Transcript
Hi, my name is Premal Lulla. I'm one of the bone marrow transplant attendings here at Baylor College of Medicine. I'm an assistant professor of medicine.
Today, I will discuss with you our recently published paper in the Journal of Clinical Oncology on using nonengineered T-cells to treat HL and NHL.
We know for a while now that cell therapies are effective against lymphoma. Indeed, there are now several FDA approved engineered T-cell products to treat lymphomas specifically CD19-positive lymphomas.
What we wanted to achieve with this study was to target multiple targets, at the same time express the lymphoma cell. We know that CD19 targeting can lead to antigen negative losses, and we wanted to overcome that by targeting multiple antigens simultaneously.
Therefore, we chose to use a platform of nonengineered T-cells where we can train those T-cells to target multiple different antigens through a sort of in-vitro vaccination approach, where we stimulate these cells against 5 target antigens. These five targets are PRAME, NY-ESO-1, SURVIVIN, MAGEA4, and SSX2.
Once we make these products, we infuse these to patients in 2 arms, 1 of those patients who are at higher risk for relapse. Then, another arm of patients where we gave cells to treat patients who failed several prior lines of therapies.
Since these antigens are not dependent on a subtype of lymphoma, they are expressed by virtually all subtypes of lymphomas. We opened the trial for basically anyone with the diagnosis of lymphoma who has a higher risk for relapse or who has relapsed after many lines of therapy.
The purpose of the study was to establish safety of targeting multiple antigens. We had a dose escalation schema. Even before that, the FDA insisted we do an antigen-escalation schema to demonstrate that by targeting each individual antigen, we're not going to cause them untoward toxicity.
We did 1 antigen targeted T-cell product, followed by 2, followed by 3, all the way up to 5. We relayed patients like that in the run-in phase. The summary is, by targeting 5 antigens, we didn't cause any untoward toxicity signals. It was safe.
We proceeded to the dose-escalation phase, which was completed and presented in the paper. We went from a dose of 5 million cells per meter squared, given as 2 separate infusions, 2 weeks apart, to a total dose 20 million cells per meter square given as 2 infusions 2 weeks apart. We saw no infusion related grade 3 or higher toxicities on the entire trial.
We enrolled a total of 32 patients who received the T-cell products across both the antigen and dose-escalation phases. Of these 32 patients, we had about 17 patients who we gave cells to prevent relapse. These were patients who were already in remission, but had previously demonstrated the capacity to fail chemotherapy or radiation approaches, and so were at a high risk for relapse.

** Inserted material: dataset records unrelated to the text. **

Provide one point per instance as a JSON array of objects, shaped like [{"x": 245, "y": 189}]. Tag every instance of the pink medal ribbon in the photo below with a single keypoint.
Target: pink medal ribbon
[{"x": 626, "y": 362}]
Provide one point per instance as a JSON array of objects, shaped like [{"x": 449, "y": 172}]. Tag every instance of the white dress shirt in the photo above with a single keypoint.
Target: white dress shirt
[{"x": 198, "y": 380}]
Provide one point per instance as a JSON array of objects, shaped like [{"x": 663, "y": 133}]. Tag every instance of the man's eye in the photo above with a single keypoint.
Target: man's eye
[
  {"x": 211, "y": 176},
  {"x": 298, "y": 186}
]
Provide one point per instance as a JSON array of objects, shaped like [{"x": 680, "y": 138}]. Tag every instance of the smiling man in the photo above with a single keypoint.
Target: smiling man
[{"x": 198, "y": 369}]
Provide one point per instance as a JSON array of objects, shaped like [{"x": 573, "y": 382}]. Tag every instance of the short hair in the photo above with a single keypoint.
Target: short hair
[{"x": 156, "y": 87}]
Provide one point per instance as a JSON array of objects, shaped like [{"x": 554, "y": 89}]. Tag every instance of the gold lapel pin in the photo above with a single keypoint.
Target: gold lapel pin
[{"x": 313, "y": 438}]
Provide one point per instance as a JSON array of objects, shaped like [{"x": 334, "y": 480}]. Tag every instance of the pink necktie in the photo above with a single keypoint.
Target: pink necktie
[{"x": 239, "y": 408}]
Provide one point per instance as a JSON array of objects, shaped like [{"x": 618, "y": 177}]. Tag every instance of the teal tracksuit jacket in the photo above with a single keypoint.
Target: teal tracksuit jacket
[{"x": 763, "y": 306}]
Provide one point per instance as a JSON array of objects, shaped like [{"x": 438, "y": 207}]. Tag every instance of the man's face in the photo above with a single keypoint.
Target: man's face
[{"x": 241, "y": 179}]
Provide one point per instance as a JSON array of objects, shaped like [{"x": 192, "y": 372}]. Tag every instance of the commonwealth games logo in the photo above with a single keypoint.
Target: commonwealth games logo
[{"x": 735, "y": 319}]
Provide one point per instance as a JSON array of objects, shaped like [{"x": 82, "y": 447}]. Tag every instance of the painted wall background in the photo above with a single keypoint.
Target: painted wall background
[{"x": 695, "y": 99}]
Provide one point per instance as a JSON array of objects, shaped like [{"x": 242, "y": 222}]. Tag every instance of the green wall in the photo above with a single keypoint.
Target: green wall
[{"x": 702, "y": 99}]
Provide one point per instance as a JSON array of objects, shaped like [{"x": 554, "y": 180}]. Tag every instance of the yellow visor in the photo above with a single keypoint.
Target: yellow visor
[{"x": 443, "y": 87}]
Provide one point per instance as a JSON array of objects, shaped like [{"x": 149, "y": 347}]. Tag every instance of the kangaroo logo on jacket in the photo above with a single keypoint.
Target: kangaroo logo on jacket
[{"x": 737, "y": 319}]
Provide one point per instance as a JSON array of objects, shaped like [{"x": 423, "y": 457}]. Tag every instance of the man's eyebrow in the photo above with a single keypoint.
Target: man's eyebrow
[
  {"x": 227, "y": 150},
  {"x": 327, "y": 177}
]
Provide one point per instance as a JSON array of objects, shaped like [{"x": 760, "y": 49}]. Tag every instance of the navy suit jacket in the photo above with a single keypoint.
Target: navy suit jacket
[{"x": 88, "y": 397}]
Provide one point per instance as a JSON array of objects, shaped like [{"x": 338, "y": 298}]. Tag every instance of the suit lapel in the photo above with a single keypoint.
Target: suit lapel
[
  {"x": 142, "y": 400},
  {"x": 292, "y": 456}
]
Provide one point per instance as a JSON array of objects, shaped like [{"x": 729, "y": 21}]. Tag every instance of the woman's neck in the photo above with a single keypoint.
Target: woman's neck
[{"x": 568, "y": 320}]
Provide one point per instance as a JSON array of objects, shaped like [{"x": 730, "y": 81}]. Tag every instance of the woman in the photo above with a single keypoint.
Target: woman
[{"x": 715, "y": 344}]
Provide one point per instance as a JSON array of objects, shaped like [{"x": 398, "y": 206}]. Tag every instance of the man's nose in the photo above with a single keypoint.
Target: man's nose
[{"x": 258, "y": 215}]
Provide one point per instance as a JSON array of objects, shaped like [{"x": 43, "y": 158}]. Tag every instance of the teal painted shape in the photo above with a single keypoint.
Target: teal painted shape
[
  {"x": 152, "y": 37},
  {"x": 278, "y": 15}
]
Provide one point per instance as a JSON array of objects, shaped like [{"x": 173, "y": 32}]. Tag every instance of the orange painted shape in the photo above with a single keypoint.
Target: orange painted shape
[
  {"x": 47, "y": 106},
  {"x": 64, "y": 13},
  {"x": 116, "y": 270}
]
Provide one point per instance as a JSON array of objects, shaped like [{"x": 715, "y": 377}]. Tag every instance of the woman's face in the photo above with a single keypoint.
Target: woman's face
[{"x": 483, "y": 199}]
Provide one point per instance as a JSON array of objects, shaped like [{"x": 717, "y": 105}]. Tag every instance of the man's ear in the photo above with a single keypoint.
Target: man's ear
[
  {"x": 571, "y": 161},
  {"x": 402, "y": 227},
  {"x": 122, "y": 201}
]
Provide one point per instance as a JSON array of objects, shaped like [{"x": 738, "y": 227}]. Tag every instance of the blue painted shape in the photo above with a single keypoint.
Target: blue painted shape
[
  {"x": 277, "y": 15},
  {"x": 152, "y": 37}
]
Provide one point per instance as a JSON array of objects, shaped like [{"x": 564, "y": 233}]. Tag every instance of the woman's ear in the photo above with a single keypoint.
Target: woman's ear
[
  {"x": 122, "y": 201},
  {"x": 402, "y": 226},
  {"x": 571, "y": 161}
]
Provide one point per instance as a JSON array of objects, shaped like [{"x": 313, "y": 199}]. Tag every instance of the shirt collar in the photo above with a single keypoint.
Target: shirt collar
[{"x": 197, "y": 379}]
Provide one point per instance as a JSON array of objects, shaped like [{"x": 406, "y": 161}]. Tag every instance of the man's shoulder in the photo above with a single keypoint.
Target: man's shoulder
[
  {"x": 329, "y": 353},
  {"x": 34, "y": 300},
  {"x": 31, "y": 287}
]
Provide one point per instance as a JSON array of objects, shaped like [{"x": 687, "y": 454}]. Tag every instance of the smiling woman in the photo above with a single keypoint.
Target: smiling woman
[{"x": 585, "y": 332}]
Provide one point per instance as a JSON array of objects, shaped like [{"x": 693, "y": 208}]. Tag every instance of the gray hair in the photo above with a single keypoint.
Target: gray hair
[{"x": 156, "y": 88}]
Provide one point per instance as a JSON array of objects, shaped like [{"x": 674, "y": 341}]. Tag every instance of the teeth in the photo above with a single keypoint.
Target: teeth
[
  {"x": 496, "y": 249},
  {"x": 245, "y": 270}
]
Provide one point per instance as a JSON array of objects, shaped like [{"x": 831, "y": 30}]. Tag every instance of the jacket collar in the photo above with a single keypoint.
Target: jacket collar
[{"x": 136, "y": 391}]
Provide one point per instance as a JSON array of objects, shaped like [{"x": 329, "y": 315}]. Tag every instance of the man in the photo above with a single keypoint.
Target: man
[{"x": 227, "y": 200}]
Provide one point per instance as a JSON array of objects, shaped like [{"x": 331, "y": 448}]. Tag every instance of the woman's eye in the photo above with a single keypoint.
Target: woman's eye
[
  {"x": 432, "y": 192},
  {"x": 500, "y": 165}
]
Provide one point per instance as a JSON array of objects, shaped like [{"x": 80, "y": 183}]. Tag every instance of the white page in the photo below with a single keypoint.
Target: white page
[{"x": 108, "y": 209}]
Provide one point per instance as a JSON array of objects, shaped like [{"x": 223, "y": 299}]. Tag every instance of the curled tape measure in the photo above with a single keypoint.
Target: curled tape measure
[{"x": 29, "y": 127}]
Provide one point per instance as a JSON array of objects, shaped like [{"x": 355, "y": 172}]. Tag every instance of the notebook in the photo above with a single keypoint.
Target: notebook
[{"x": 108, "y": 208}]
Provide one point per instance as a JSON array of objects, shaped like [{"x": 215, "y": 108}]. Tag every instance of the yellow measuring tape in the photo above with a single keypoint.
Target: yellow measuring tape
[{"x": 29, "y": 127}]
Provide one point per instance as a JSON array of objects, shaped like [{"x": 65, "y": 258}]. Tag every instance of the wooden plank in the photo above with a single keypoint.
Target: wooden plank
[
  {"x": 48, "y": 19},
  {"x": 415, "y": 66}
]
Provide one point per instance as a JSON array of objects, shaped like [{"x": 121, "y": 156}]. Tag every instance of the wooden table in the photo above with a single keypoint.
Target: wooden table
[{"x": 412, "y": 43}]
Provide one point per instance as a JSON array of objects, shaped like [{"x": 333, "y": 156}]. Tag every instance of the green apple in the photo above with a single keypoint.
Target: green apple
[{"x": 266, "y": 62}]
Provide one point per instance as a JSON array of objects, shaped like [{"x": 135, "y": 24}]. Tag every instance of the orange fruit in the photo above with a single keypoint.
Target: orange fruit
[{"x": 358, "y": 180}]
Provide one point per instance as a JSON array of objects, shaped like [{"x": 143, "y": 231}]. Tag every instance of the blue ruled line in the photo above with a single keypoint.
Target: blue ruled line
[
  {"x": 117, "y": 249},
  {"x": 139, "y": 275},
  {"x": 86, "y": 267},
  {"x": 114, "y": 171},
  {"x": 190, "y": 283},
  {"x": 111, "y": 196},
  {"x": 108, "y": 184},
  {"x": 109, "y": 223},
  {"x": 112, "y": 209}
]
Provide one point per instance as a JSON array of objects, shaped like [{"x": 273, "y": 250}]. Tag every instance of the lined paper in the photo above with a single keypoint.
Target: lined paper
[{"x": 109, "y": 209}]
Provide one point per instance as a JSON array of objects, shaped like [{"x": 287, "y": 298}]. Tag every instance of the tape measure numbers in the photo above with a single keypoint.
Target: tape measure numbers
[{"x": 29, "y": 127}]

Then, we also gave cells to those patients who had active disease at the time of infusion, meaning that they have failed a median of 2 to 3 prior lines of therapy for their lymphomas. There were 15 of such patients.
The most interesting observations after safety came from the cohort of patients who had active lymphoma. There, we were very pleased to see that across all different lymphoma subtypes with subclinical responses.
In fact, we saw some complete responses were durable. In total, we had 6 complete responders in the active disease scored out of 15 enrolled patients. This was seen in T-cell lymphoma patients, HL patients, as well as NHL patients. The paper shows the outcomes in each different subtype of lymphomas.
The good news is these complete responders were durable. None of the 6 patients who had a complete response subsequently relapsed. This got us very excited for moving this to the next phase of clinical testing.
Now that we've established safety of targeting 5 antigens at a dose of 20 million cells/m2, our next steps are 2-fold. One, that we want to verify this in a larger trial efficacy based, multi-center registry-based trial. That's now going to proceed through a company partnership.
The second is to build upon what we have presented here to improve our response rates.
To that end, we have begun a trial here that combines this product with the hypomethylating agent, known as guadecitabine, which is not a traditional antilymphoma agent, but might upregulate some of these targeted antigens and prevent antigen negative loss.
With that, I'd like to end. Thank you for your time, for listening to us. Hopefully, you get a moment to read our paper.